Monitoring Disease Progression
Recipients of ICD therapy commonly have heart failure, which is a dynamic condition. Factors that may potentially cause morbidity or decompensation can be detected early with HM and treated.15 For example, AF in heart failure patients may be associated with increased morbidity and mortality.16,17 This is likely to be multifactorial, involving an increased risk of heart failure and stroke and, possibly, facilitation of ventricular arrhythmias. AF may precipitate acute heart failure decompensation by adversely affecting ventricular haemodynamics. AF may be associated with periods of rapid conduction. This is important because the beneficial effect of cardiac resynchronisation therapy (CRT) may be reduced when pacing is diminished to <92%.18 Withdrawal of ventricular pacing in CRT defibrillators (CRT-Ds) is notified by HM (see Figure 4).
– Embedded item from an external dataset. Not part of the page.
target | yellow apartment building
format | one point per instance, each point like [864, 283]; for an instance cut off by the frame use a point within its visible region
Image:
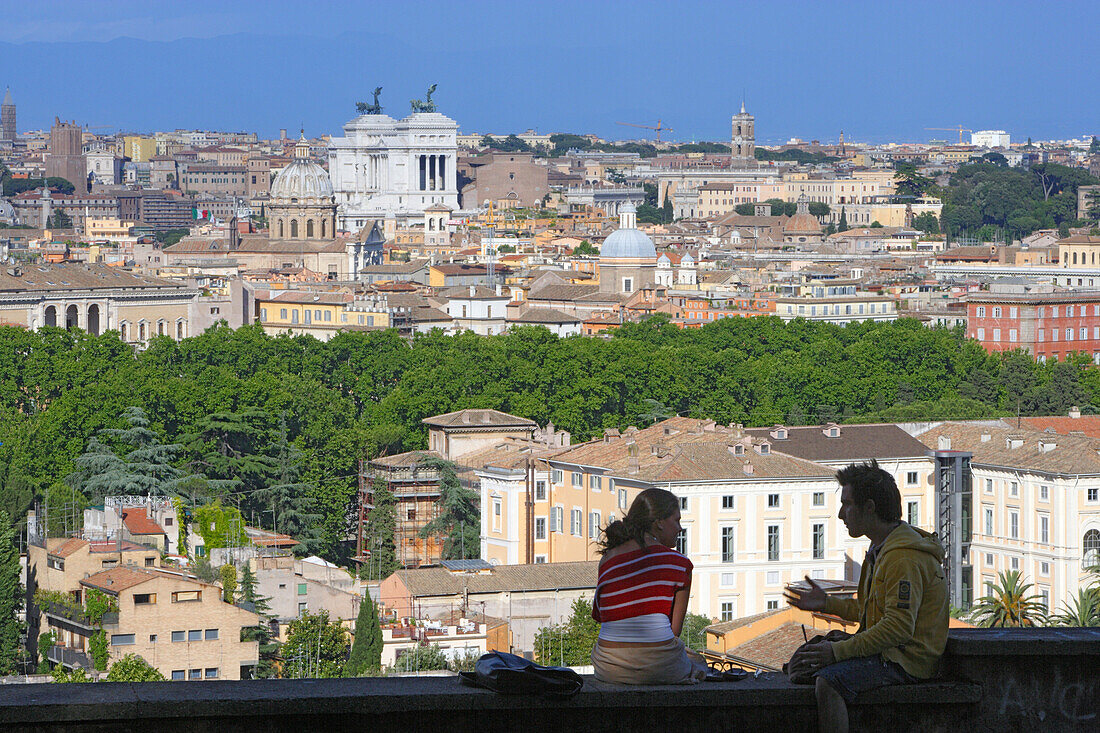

Clearly, a daily patient-monitoring system generating trend analysis automatically has the ability to notify clinicians to deviations from the baseline. Action taken on the basis of these notifications may have the ability to prevent hospitalisations.15,19 In the future, incorporation of sensor technology may provide sentinel notification of conditions, leading to decompensation and prompt pre-emptive therapy. This may form the basis of stand-alone implantable cardiac monitors.20–22 Remote monitoring provides the mechanism for accessing and delivering prioritised data collected by these increasingly sophisticated implantable units.
In summary, automatic remote home monitoring fulfils the aims of post-implantation device management. TRUST presents a device-management model in which near continuous remote surveillance maintains the continuity of follow-up and combines with automatic self-declaration of problems, identifying the exceptional group of patients requiring in-clinic attention. Thus, unnecessary in-office follow-up is avoided and necessary face-to-face encounters facilitated. This reduces the clinic load for the physician, but permits earlier attention to actionable events. Patient safety and convenience are improved. Automatic data archiving provides a resource for monitoring system performance and disease progression. These characteristics have significant ramifications for implantable cardiac electronic devices in general, as well as for patient safety.